For most people, shifting through behaviors quickly and seamlessly is a mundane part of everyday life.
For neuroscientists, it's one of the brain's most remarkable capabilities. That's because different activities require the brain to use different combinations of its many regions and billions of neurons. How it manages to do this so rapidly has been an open question for decades.
In a paper published March 8 in Nature Human Behaviour, a team of researchers, led by Joshua Jacobs, associate professor of biomedical engineering at Columbia Engineering, shed new light on this question. By carefully monitoring neural activity of people who were recalling memories or forming new ones, the researchers managed to detect how a newly appreciated type of brainwave—traveling waves—influences the storage and retrieval of memories.

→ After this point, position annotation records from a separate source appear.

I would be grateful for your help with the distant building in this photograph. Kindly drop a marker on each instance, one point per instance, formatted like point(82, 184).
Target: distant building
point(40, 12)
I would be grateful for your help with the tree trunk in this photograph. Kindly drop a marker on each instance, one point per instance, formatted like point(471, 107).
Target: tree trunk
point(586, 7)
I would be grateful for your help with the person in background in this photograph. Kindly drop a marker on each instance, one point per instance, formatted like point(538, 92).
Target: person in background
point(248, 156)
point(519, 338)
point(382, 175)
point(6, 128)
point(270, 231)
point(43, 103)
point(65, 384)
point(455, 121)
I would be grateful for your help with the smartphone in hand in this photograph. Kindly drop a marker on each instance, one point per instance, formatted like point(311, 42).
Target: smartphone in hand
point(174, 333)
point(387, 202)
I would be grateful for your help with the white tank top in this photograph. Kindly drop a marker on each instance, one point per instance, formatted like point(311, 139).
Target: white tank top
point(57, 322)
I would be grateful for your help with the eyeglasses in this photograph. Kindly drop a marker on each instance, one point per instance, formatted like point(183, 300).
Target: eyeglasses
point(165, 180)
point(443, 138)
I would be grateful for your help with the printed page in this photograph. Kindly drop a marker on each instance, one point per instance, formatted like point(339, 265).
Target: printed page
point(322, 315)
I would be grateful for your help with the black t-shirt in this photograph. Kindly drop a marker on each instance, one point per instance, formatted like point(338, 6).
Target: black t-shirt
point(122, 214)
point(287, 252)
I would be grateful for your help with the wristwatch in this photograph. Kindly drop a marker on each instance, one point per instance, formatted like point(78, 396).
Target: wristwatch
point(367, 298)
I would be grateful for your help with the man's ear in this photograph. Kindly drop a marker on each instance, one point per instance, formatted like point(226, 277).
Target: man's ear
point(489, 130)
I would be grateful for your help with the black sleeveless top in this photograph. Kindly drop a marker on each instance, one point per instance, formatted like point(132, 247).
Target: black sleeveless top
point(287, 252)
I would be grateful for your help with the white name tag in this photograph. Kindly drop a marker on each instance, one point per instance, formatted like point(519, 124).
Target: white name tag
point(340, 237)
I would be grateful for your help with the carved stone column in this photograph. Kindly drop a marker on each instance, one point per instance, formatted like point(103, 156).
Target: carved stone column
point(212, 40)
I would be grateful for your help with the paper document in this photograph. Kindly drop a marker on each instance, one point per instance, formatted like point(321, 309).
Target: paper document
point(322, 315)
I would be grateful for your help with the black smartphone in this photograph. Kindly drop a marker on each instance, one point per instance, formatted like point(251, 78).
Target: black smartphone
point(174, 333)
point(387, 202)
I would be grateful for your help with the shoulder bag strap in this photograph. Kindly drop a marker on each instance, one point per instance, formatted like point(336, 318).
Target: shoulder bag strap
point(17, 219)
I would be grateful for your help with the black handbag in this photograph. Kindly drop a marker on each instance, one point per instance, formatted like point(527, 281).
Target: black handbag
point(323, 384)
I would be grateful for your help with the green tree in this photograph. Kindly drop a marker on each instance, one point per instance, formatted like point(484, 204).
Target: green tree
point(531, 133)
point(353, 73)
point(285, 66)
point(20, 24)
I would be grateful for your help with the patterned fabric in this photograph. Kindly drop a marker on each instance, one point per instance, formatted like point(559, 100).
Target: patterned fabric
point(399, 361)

“Broadly, we found that waves tended to move from the back of the brain to the front while patients were putting something into their memory,” said the paper's co-author Uma R. Mohan, a postdoctoral researcher at NIH and former postdoctoral researcher in the Electrophysiology, Memory, and Navigation Laboratory at Columbia Engineering.
“When patients were later searching to recall the same information, those waves moved in the opposite direction, from the front towards the back of the brain,” she said.
In the brains of some of the study's 93 participants, waves traveled in other directions.
“There was a lot of diversity across patients, so we implemented a framework based on the direction an individual's oscillations ‘preferred' to travel,” Mohan said.
The researchers say these findings advance fundamental neuroscience research and point toward diagnostic and therapeutic approaches for memory-related disorders.
“We think the work may lead to new approaches for interfacing with the brain. By measuring the direction that a person's brain waves move, we may be able to predict their behavior,” Jacobs said.
Brain waves are patterns of electrical oscillations that reflect the state of hundreds or thousands of individual neurons at a particular moment. One major question, which remains unsettled, is whether brain waves drive activity or simply occur as a byproduct of neural activity that was already happening. Researchers who study brain waves have tended to treat them as a stationary phenomenon that occurs in a particular region, noting when oscillations in multiple regions seem synchronized.
In this study, Mohan and her colleagues contribute to a growing understanding of these oscillations differently, as “traveling waves” that spread across the brain's cortex, the outermost layer that supports higher cognitive processing. Mohan compares the traveling waves to the ripples that would spread outward after a pebble was thrown into a pond.